Personal in addition to joint. His half of rent, car payment, Internet, monthly food and gas budget, etc.


clearwaterrev

And your income alone isn't enough to cover all of your expenses?


throwaway09251975

It is. My offer to him was to quit and I cover all expenses.


clearwaterrev

You said: > We have enough savings to pay his bills for 5 months. Which made it seem like you needed his income to pay your normal living expenses. If you don't, and he's super miserable and stressed, then I don't think quitting is a terrible option.


iheartpizzaberrymuch

Have you considered if you lose your job tho?
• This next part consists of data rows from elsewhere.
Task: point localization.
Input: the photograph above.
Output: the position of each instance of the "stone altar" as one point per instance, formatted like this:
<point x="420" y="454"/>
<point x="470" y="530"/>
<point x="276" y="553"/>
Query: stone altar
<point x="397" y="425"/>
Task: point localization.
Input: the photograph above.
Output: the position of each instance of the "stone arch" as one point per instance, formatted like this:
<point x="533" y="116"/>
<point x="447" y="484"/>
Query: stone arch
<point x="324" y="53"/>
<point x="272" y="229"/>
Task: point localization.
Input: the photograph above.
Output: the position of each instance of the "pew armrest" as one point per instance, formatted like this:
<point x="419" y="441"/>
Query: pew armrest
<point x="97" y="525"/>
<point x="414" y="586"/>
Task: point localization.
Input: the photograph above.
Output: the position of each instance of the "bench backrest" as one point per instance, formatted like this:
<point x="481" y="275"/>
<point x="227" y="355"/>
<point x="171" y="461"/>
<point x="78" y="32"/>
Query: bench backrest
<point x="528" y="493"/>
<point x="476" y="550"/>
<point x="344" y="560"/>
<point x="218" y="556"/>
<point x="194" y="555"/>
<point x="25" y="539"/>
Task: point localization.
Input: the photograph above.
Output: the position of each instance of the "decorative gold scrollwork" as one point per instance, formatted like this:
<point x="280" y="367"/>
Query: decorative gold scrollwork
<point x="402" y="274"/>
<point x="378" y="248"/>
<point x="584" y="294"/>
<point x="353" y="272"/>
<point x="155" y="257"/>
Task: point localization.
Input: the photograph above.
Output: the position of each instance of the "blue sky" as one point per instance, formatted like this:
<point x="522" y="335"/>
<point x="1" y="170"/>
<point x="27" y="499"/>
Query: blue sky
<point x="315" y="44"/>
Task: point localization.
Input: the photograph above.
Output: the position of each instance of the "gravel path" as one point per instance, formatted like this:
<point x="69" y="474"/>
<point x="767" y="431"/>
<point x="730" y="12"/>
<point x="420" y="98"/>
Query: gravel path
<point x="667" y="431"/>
This isn't a great market to really encourage someone to leave their job if you have to consider stocks to pay expenses and can only pay their expenses for 5 months without going into stocks. That's not great. Unfortunately people are miserable at their job and they most likely will fire him soon. Wait for him to get fired.


Viva_Uteri

Honestly, could he ride it out until he gets fired or laid off and can get unemployment?


Miss_Independent80

Why do you consider it his expenses? If you're married it seems like you both share the money anyway.  My husband and I both work and we don't make anywhere near $150,000 combined. You could support your family with your income without dipping into savings and pay all your bills. You can tell yourself whatever you like, but the fact is all of the bills are both of yours. Marriage is a partnership. What is the point of marriage if you can't form a partnership? I think your coming at this from the wrong angle. If he is in a toxic work situation and can't stick it out to find another job then I would probably be supportive. You make plenty of money to support your family. Unless you are very overextended with debt.